We are all nothing but a horde of molecular machines. Your "you" is just individual neurons reacting to input in accordance to their current chemical state and active connections. All your experiences, unique personality treats, and creativity you add to the process is solely the result of the current state of your network of neurons in response to a particular input.
But while an LLM is trained once and then has its state fixed in place regardless of input, we "train" continously, and while an LLM might have experience of an inhuman corpus for a certain subject, we have many "irrelevant" experiences to mix things up.

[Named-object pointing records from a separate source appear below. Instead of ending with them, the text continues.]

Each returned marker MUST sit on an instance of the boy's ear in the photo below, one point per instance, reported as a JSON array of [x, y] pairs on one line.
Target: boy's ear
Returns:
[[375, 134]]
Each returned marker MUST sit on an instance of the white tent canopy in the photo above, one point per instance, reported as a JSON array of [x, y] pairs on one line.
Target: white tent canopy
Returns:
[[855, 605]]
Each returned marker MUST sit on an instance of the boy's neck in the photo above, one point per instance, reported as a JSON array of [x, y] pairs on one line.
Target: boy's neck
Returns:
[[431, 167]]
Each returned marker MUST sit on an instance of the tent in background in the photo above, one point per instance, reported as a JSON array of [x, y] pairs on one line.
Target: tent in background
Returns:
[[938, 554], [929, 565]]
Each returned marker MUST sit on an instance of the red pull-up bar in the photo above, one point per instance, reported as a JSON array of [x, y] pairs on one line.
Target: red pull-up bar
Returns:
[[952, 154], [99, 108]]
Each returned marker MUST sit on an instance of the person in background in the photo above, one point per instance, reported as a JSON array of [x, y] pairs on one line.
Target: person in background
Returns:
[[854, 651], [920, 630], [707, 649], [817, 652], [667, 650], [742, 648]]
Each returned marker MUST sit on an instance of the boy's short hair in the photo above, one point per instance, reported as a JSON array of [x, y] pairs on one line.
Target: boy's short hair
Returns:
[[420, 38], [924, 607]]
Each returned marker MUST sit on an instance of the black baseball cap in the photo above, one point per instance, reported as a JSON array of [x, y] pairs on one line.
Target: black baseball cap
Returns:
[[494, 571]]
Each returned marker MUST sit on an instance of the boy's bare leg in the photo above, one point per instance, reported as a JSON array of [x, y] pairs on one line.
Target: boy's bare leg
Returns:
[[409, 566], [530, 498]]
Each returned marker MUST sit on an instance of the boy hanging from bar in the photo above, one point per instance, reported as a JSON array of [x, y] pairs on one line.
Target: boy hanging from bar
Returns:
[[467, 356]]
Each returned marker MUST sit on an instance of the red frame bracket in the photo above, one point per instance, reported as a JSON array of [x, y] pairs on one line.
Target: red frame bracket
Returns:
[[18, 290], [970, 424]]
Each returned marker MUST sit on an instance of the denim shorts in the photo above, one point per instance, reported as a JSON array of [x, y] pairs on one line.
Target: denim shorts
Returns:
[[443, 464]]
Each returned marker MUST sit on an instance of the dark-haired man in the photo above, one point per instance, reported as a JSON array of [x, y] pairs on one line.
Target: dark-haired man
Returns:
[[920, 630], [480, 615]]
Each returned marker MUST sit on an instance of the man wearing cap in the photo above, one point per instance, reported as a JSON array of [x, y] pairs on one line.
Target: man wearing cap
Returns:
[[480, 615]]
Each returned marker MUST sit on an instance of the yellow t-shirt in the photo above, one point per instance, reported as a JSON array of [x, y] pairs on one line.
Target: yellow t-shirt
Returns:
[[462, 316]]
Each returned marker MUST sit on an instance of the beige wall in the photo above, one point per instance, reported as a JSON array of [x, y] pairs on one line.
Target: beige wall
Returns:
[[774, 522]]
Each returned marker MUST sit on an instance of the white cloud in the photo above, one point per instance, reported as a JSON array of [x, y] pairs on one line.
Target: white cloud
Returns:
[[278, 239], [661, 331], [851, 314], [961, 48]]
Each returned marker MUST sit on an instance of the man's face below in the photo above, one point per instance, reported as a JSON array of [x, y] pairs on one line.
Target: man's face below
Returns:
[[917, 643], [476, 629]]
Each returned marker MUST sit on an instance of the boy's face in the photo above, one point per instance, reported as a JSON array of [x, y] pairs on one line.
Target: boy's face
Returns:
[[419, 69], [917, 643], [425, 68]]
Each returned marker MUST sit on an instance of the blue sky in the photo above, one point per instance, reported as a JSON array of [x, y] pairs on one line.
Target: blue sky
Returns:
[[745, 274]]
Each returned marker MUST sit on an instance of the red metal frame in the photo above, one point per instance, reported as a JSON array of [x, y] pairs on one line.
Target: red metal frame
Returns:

Your "prompt" is also messy, including the current sound of your own heartbeat, the remaining taste in your mouth from your last meal, the feeling of a breeze through your hair as it tickles your neck, while the LLM has just one, maybe two half-assed sentences. This mix of messy experiences and noisy input fuels "creativity". You don't think "I need to copy XYZ", but neither does the AI. You both just react.
In some regards our chaos is better, in others it is worse. But while the machinery of an LLM still does not even remotely approach a brain, we should not forget that we are nothing but more a cluster of small machines, assembled from roughly 750 MB worth of blueprint.